Maca: Hilfst das Mittel der Inkas?

Ich habe auch Maca-Pulver ausprobiert. Das Superfood stammt von den südamerikanischen Inkas und die Knolle wird als natürliches Potenzmittel eingesetzt. In der Naturheilkunde wird Maca bei Potenzproblemen und Libidomangel verwendet. Das Potenzwunder aus dem Hochland Perus ist eine knollige Wurzell, die in 4000 Meter Höhe wächst. Die Spanier waren die ersten, die die kleine Wunderknolle exportierten, denn sie wirkt nicht nur bei Potenzproblemen, sondern stärkt die gesamte Leistungsfähigkeit. Die indigene Bevölkerung in Peru schätzt den besonderen Nährwert der Knolle und nimmt sie deshalb mehrmals täglich zu sich. Die Pflanze wird in Asche geröstet, erhitzt, gebraten, gekocht und anschließend getrocknet, um dann zermahlen zu werden.

In Peru wird das Maca-Pulver zum Kochen und Backen verwendet.
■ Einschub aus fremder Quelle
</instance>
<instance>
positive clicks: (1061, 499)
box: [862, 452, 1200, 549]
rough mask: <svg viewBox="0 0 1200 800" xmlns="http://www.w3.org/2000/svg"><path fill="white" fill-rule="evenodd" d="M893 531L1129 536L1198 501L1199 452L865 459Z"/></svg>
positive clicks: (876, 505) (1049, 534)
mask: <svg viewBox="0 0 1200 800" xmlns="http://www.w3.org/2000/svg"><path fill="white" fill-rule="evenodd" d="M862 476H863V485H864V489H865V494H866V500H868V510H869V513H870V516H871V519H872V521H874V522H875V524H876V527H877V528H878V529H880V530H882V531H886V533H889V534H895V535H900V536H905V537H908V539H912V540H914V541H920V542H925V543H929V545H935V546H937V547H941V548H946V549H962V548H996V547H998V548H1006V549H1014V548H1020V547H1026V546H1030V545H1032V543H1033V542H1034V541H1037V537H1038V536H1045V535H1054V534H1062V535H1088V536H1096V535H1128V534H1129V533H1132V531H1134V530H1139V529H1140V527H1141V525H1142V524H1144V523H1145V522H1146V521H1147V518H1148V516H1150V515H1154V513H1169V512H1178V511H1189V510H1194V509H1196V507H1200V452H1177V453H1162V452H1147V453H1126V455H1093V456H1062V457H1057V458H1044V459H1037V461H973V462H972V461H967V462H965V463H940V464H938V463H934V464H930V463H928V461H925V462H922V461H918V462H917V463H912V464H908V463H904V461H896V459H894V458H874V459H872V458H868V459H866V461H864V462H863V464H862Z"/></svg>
Ich habe das Maca-Pulver einfach in Milch gerührt und getrunken. Das Getränk schmeckt wie Kakao, hat allerdings eine andere Wirkung. Studien haben die potenzsteigernde Wirkung von Maca nachgewiesen. Die Studie von Dr. Dording und Kollegen vom Massachusetts General Hospital ist dazu sehr wertvoll. Ich selbst bin ein Fan der Knolle aus Peru und habe immer einen Vorrat an Maca-Pulver im Haus.

Ausprobieren lohnt sich

Ich habe keine Potenzprobleme mehr. Statt auf chemische Mittel zu setzen, habe ich lieber natürliche Potenzmittel getestet. das war ein wenig aufwendiger, aber das Ergebnis kann sich sehen lassen. Nicht jedes natürliche Potenzmittel ist für jeden geeignet. Deshalb ist es gut, wenn du selbst meine Tipps ausprobierst und deinen persönlichen Favoriten findest. Habe zudem ein wenig Geduld und setze dich nicht unter Druck. Für ganz dringende Fälle rate ich dir zum Heilpilz Cordyceps oder dem Maca-Pulver, denn beide Mittel sind ohne Nebenwirkungen und schmecken auch nicht unangenehm. Zudem hinterlassen sie keinen unangenehmen Duft wie zum Beispiel Knoblauch.